Further, Different categories of samples meansigma methodssPass throughIt is calculated, and maximum comparability depends on
Neighbour's number K in class, with the neighbour of test sample y is formula according to Euclidean distance in original training set ΧMeter
Obtain.
Further, all kinds of interior neighbour's the average imagesIt is not direct basis Euclidean distance with the error of test sample yIt is calculated, but based on neighbour's mean chart image setCooperation passes through reconstructed error after representing
Obtain.
Further, before classification, & apos, according to all kinds of interior neighbour's the average imagesWith the error e of test sample yi, cast out easily
The uncorrelated classification interfered to classification, only remains with the front S classes neighbour's sample beneficial to classification, i.e., Cooperation is represented.
Further, the ownership of test sample y passes through formulaJudge, lead to first
Cross and obtain φ in the second sparse reconstruct to S class neighbour's samplesiValue, then according to φiObtain calculating all kinds of in first time
Neighbour's the average image reconstructed sampleWith the minimum error e of test sample yiCorresponding i values, that is, affiliated classification.

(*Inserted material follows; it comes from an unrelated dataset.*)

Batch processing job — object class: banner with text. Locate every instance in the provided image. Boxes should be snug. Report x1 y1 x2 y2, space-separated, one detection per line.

The present invention compared with prior art, with advantages below and effect:
1st, by all kinds of training samples, selecting the neighbour of test sample, it is ensured that the cooperation of lesser amt sample is represented
The complexity of computing is reduced to a great extent;
2 and test sample arest neighbors class in some samples meansigma methodss tend to farthest include its feature, it is ensured that
When cooperation is represented, test sample is sufficiently small with the error of sample in class, while the error of sample is sufficiently large between class, makes classification
More effectively.
If the 3, retaining Ganlei neighbour sample use with the error of test sample according to sparse reconstruct of all kinds of interior neighbour's the average images
Classify in last cooperation, further reduce run time, it reduces class scope, makes identification more accurate.
Specific embodiment
Below by embodiment, the present invention is described in further detail, following examples be explanation of the invention and
The invention is not limited in following examples.
Face identification method of the present invention based on meansigma methodss maximum comparability cooperation expression in class is by all kinds of training samples
The neighbour of test sample is selected in this, it is ensured that the efficiency of computing is improved when cooperation is represented;And it is flat according to all kinds of interior neighbours
If image sparse reconstruct retains Ganlei neighbour sample and represents for last cooperating with the error of test sample, to a certain degree
On reduce class object, make identification more accurate.Method is comprised the following steps that:
Step1:If face database contains the image of C people, everyone has ni(i=1,2 ..., C) width image, by
This defines training sample set It is the i-th class jth width image pattern,
Each image size is m × n, and test sample is Y ∈ Rm×n, by all kinds of training samplesVector is turned toSuch
I classes training sample composition matrix beC classes training sample constitute matrix be Χ=
[Χ1,…,XC]∈Rm×N, test sample Y vector is turned to into y ∈ Rm×1。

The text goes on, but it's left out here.